Mr Powell submitted that the words of HR28 apparently relied upon are in a preamble. They are too vague to be incorporated into the contract of employment of the Claimant. In any event, the preamble does not preclude revival of misconduct complaints nor is it alleged on behalf of the Claimant that it does. Further there has been no revival. The Claimant was made well aware not least from letters to the Claimant dated 21st January 2010 and to the NCAS of 7th May 2010 copied to the Claimant’s representative that the misconduct allegations were being pursued.

91.

It was submitted on behalf of the Defendant that the investigation into the misconduct allegations had taken place sufficiently speedily and that the Claimant largely admitted the allegations against him. He was not prejudiced by the delay.

Discussion and Conclusion

92.

As already decided, in my judgment provisions of the Defendant’s disciplinary and conduct policies which are apt for incorporation are expressly incorporated into the Claimant’s contract of employment. In order to have contractual effect a provision must be sufficiently certain and be intended to have such effect. The Claimant relies in his Particulars of Claim upon an express not an implied term that the Defendant conduct its disciplinary processes fairly and speedily.

93.

It is no doubt an implied term of contracts of employment that disciplinary processes be conducted fairly and without undue delay. The effect of such an implied term depends on the circumstances of the particular case. Whilst the derivation of the express term relied upon in HR28 is not identified, it is likely to be in the Introduction which refers to the Defendant putting

“in place a robust and speedy process to tackle any underlying problems and ensure that doctors and dentists are treated fairly.”
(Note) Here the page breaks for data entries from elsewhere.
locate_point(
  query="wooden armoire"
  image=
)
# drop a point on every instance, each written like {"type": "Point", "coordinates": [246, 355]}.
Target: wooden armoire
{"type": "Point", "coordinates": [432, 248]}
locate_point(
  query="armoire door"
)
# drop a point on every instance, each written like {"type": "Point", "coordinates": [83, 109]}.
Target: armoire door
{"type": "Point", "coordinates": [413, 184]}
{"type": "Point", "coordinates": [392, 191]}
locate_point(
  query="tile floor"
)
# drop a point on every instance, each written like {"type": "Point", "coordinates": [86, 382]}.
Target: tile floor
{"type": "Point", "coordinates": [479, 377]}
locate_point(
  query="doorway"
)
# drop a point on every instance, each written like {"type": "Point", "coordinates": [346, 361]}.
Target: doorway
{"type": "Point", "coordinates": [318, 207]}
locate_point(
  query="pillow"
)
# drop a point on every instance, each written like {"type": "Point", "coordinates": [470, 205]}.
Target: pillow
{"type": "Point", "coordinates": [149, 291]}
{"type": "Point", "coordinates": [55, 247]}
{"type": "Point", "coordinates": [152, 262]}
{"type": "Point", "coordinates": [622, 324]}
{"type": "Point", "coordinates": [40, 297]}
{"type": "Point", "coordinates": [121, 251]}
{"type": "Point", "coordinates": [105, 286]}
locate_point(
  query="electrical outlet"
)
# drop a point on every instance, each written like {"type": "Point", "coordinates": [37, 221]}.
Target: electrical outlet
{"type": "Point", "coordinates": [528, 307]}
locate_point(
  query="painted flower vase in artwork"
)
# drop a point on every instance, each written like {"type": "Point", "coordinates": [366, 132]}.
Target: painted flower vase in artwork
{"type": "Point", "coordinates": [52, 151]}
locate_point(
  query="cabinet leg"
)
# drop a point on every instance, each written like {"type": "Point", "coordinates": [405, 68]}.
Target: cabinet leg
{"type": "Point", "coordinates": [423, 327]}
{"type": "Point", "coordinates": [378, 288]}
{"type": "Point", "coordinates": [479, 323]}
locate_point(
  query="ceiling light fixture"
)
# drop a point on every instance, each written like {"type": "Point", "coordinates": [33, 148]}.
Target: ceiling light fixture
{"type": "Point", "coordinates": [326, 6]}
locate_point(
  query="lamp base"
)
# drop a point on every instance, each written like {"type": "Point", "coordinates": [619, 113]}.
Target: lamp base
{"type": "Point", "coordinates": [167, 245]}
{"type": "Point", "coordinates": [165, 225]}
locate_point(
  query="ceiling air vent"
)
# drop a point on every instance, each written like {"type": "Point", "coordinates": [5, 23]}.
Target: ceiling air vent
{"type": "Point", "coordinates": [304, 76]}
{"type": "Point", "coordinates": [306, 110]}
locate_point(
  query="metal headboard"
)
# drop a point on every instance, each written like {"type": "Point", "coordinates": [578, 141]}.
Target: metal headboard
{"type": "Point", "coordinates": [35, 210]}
HR28 sets out overarching provisions dealing with action when there is a concern about a medical practitioner. The appropriate procedures for dealing with various matters including Conduct and Disciplinary matters are set out in Attachment 3. In my judgment the generic words in the Introduction to HR28 cannot be relied upon to found an obligation that conduct proceedings must be completed within a certain time. HR27 dealing with Conduct and Disciplinary matters does not contain specific time limits.

94.

Even if the words in the Introduction to HR28 that there should be speedy and fair processes to deal with concerns about a medical practitioner were to be regarded as contractual, the effect of such provisions depends upon the circumstances. Crudden cannot be relied upon as establishing a rule that delay in disciplinary proceedings necessarily leads to a finding of unfairness in unfair dismissal proceedings. Each case is fact sensitive. So too is the application of the implied term of proceeding fairly and without undue delay to the Defendant’s procedures.

95.

The Defendant investigated the allegations of misconduct thoroughly and without undue delay. The Claimant admitted most of the allegations. He was not told that the allegations had been dropped. Other very serious concerns about his capability, not least the incident regarding the death of Patient P, supervened. In 2010 it was made clear to him that the misconduct allegations were being pursued.

96.

On the facts of this case even if there is an express (as there would be an implied) requirement on the Defendant to deal with cases fairly and without undue delay, in my judgment the Defendant was not in breach of any such requirement, express or implied.

Conclusion

97.

(1) The Defendant would be in breach of contract in failing to comply with paragraphs 1.22 and 1.23 of Policy HR27 Attachment 4: Procedure for Dealing with Issues of Capability;

(2)

The Defendant is not in breach of any contractual obligation in pursuing allegations of misconduct against the Claimant.